Intracranial Bleeding After Reperfusion Therapy in Acute Ischaemic Stroke Patients Randomized to Glyceryl Trinitrate vs. Control: An Individual Patient Data Meta-Analysis

Abstract

Background: Thrombolysis, with or without thrombectomy, for acute ischaemic stroke is associated with an increased risk of intracranial bleeding. We assessed whether treatment with glyceryl trinitrate (GTN), a nitric oxide donor, may influence the associated bleeding risk. Methods: We searched for completed randomized controlled trials of GTN vs. no GTN in acute ischaemic stroke with data on reperfusion treatments (thrombolysis and/or thrombectomy). The primary efficacy outcome was functional status as assessed by the modified Rankin Scale (mRS) at day 90; the primary safety outcome was intracranial bleeding. Secondary safety outcomes included symptomatic intracranial hemorrhage and haemorrhagic transformation of infarction. Individual patient data were pooled and meta-analysis performed using ordinal or binary logistic regression with adjustment for trial and prognostic variables both overall and in those randomized within 6 h of symptom onset. Results: Three trials met the eligibility criteria.
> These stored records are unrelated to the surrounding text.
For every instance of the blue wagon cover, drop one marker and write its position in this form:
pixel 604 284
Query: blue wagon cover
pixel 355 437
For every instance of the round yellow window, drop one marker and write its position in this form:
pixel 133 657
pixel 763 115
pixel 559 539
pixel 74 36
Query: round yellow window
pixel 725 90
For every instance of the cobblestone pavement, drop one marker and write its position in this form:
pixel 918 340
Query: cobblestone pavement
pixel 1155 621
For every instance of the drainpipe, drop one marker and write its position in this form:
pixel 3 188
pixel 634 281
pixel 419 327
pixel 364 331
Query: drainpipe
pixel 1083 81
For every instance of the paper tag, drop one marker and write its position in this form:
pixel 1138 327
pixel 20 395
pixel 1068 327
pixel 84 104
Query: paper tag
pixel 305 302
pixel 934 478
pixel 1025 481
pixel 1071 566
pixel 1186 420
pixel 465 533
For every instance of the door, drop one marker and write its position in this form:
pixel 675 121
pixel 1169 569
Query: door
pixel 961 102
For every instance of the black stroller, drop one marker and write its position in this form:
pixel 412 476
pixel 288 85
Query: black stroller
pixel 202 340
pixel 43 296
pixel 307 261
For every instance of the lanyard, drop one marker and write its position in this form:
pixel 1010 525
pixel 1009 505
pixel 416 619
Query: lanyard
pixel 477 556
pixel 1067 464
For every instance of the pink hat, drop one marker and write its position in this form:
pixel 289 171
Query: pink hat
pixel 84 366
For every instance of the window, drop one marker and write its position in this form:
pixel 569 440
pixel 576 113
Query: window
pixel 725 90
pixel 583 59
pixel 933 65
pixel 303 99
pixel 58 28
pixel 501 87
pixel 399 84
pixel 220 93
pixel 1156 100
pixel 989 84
Of 715 patients with ischaemic stroke who underwent thrombolysis (709, >99%) or thrombectomy (24, 3.4%), 357 (49.9%) received GTN and 358 (50.1%) received no GTN. Overall, there was no difference in the distribution of the mRS at day 90 between GTN vs. no GTN (OR 0.94, 95% CI 0.72–1.23; p = 0.65); similarly, there was no difference in intracranial hemorrhage rates between treatment groups (OR 0.90, 95% CI 0.43–1.89; p = 0.77). In those randomized to GTN vs. no GTN within 6 h of symptom onset, there were numerically fewer bleeding events, but these analyses did not reach statistical significance. Conclusions: In ischaemic stroke patients treated predominantly with thrombolysis, transdermal GTN was safe, but did not influence functional outcome at 90 days.